To evaluate whether oblimersen sodium improved the efficacy of systemic chemotherapy for advanced melanoma, researchers randomized 771 patients to receive either oblimersen-dacarbazine or dacarbazine alone. After at least 24 months of follow-up, median survival in the oblimersen-dacarbazine group was 9.0 months, compared with 7.8 months in the dacarbazine-alone group (hazard ratio, 0.87; 95% confidence interval, 0.75–1.01; P=0.077). The overall response rate (complete plus partial responses) was 13.5% for oblimersen-dacarbazine recipients and 7.5% for dacarbazine-only recipients (P=0.007). The addition of oblimersen significantly increased survival in patients whose baseline serum lactate dehydrogenase (LDH) levels were not elevated. However, among patients with elevated LDH, no significant between-group differences were found, which suggests that baseline LDH value should be used to identify the patients most likely to benefit from oblimersen. Oblimersen increased the incidence of neutropenia and thrombocytopenia, but the incidences of severe neutropenia (21%) and thrombocytopenia (16%) were substantially lower than the incidences associated with other therapies for advanced melanoma.

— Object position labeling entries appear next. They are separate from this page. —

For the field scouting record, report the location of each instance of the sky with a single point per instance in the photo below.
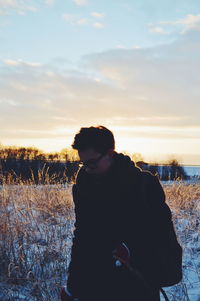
(132, 66)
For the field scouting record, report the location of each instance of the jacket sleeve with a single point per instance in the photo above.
(72, 281)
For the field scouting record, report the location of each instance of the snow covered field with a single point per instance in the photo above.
(36, 236)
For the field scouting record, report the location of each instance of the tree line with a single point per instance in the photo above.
(29, 164)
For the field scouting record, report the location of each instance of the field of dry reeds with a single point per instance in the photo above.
(36, 230)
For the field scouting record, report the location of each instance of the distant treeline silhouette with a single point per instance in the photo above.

Comment: Oblimersen should not be viewed as a home run in melanoma treatment, but it does represent some success for the new strategy of using whole-body antisense chemotherapy against selected proteins (here, Bcl-2). Where traditional combined approaches have not proven beneficial, more-targeted approaches hold promise. For example, this year’s Nobel Prize in Medicine was awarded for another form of "knockdown" technology — RNA interference to selectively reduce the expression of an individual protein in a cell. With a better understanding of the proteins or oncogenes that drive melanoma tumorigenesis, more-refined methodologies for inhibiting or eliminating these proteins might become the next generation of molecular therapeutics.

— Hensin Tsao, MD, PhD

Published in Journal Watch Dermatology December 8, 2006

Citation(s):

Bedikian AY et al. Bcl-2 antisense (oblimersen sodium) plus dacarbazine in patients with advanced melanoma: The Oblimersen Melanoma Study Group. J Clin Oncol 2006 Oct 10; 24:4738-45.